I bought the canoe later from the canoe livery that rented it to us back in 2005.
As I chatted Saturday with recreation staffers doing volunteer cleanup work at the launch, who should show up but Curt Guyette of the Metro Times. Curt, who has done terrific coverage of Moroun, was game to go in the canoe. Curt, Karen and I paddled the little metal shell through the launch area and into the river.
Into, I might add, a strong wind from the south that was raising swells far higher than the low freeboard of a 15-foot canoe loaded with three passengers.
I was frankly glad to nose back into the placid waters of the launch area. Why, I didn’t even pull out my camera to shoot photos of the toilet paper-encrusted sewage outfall that stands beside the launch outlet.

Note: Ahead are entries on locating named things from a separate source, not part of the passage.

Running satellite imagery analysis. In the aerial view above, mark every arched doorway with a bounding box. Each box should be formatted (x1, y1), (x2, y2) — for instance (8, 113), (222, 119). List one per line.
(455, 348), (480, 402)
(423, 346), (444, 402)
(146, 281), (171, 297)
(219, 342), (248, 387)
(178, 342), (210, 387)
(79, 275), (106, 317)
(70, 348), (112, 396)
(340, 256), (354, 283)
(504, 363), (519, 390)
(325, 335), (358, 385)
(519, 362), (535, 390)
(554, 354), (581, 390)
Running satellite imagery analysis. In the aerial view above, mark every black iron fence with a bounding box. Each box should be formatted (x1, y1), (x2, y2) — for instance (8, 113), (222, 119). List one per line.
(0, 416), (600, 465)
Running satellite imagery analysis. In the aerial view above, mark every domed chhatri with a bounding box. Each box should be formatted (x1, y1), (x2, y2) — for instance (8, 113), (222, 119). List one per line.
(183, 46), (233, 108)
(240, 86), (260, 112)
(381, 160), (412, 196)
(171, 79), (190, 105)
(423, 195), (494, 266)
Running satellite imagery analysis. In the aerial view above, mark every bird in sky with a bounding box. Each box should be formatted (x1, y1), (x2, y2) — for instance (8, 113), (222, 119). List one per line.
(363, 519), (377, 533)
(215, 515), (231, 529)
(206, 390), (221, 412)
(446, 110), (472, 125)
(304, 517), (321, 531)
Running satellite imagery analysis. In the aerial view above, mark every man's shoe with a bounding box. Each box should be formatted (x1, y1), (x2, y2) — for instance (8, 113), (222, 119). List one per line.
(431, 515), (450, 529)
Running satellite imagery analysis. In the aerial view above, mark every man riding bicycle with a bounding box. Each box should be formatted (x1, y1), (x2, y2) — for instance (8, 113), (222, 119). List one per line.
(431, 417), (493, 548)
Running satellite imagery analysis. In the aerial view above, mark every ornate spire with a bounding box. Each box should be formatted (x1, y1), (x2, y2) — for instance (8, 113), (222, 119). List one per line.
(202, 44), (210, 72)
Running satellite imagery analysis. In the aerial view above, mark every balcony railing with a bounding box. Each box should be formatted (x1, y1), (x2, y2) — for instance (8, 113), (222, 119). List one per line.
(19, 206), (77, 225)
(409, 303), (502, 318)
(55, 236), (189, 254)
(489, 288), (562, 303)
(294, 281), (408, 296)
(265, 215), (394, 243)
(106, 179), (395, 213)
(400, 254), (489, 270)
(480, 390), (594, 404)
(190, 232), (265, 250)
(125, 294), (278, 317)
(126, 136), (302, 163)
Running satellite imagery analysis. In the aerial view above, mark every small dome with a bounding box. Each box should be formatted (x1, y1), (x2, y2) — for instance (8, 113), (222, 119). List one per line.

As we loaded the canoe back atop my car, more and more volunteer workers were showing up to rake, pull weeds and haul junk wood out of the launch area. My photos from the water show lots of driftwood and flotsam in the launch area. That was gone later in the afternoon.
At the Riverside park extension nearby, Joe Rashid with friends and relatives, were putting a new surface on the softball field near the fenced-off park land Matty still holds illegally. I’ll be writing more about this effort.
There will be another work party on Saturday, May 15, 2010, so if you’re someone who likes parks or wants to put a boat in at Riverside, here’s a chance to help the city with this noble project.
Recreation officials told me the city plans to spend $250,000 to replace the two docks, install new LED floodlights, replace the restrooms and renovate an office, replace benches, a water fountain and trash cans and paint the railing. Later in the summer, the city will seek state grant money to repave the parking lot.
Meantime, while Matty sends flocks of lawyers to court in a try to endlessly stall a government-proposed international bridge, work will proceed through the summer so the boat launch can re-open in August. It would remain open through the remainder of the boating season this year. Next year, it would open in the spring for a full boating season.
Drop me a line at joelthurtell@gmail.com
I usually go in there when I stop at Westcott and raft alongside the Hogan or their work float. I didn’t have any trouble last time I was there, but the time before the Bridge Company flipped out and called Homeland Security and Border Patrol. Makes you wonder if they ever get tired of the Bridge Company’s bs as well….But they still came out.
Nice work. Used to play ball at Riverside and always thought that it was “homeland security” who appropriated the easement under the bridge with that fence bisecting the infield. Ha! Kudos to Joe Rashid and the People League too. From Cleveland, with regards.